For several years, banks have been bludgeoned with anti-money laundering (AML) and sanctions penalties. These twin hammers, increasingly wielded simultaneously and synergistically by regulators and prosecutors, have produced multi-billion dollar penalties. The Treasury Department now has released a message seemingly intended to provide some comfort to the bruised and wary banking community. But that comfort seems pretty cold.
Treasury’s August 30 statement is focused on risks arising from correspondent banking relationships. These relationships provide many foreign financial institutions with access to the US financial system and the ability to access and trade in US dollars. Many of the most severe AML/sanctions penalties have been imposed on foreign institutions for helping their customers, specifically those customers subject to US sanctions, evade those sanctions by using correspondent relationships to provide concealed access to the US financial system.
In response to severe penalties, many US and foreign banks have shunned potential customers when there is even a whiff of risk that the customer may be linked to a sanctioned or otherwise undesirable person. This “de-risking” phenomenon – perhaps a natural outgrowth of complex AML/sanctions rules and draconian penalties – has been a source of consternation among both banks and the government agencies that regulate them. Bank avoidance of “undue risk” is an intended effect of the penalties, of course. But there is a consensus that denial of banking services to people who’ve done nothing wrong also is to be avoided, just like harm to puppies is to be avoided.
Treasury’s statement seems like an effort to prevent banks from going overboard on de-risking and putting puppies in harm’s way. It says that the heavy AML/sanctions penalties generally have been imposed for a “sustained pattern of serious violations on the part of depository institutions.” Further, these cases have “generally involved intentional evasion of US sanctions over a period of years and/or the failure of the institutions’ officers and/or senior management to respond to warning signs that their actions were illegal.” Unless the improper actions are pretty egregious, Treasury seems to say to the banking community, “we’re not going to come down on you like a ton of bricks.”

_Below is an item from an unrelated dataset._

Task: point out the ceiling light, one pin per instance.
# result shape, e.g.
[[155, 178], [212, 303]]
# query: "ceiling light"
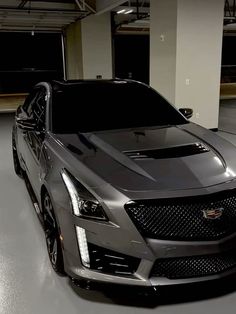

But banks reading the statement closely may experience a bit of whiplash. Because the same statement reminds banks that they may be obligated to consider not only the record and activities of the foreign banks with which they may establish correspondent relationships, but also the activities of the foreign bank’s customers: it may be required, in circumstances that are not specified, “to request additional information concerning the activity underlying [a foreign financial institution’s] transactions.” That’s a hefty dose of due diligence that might be required in undefined circumstances.
It’s not surprising that Treasury’s comfort message is served cold like this – after all, Treasury hardly could say “we’ll ignore violations unless you act really egregiously.” But banks hardly can be faulted for continuing de-risking activity, even if it unintentionally harms some puppies.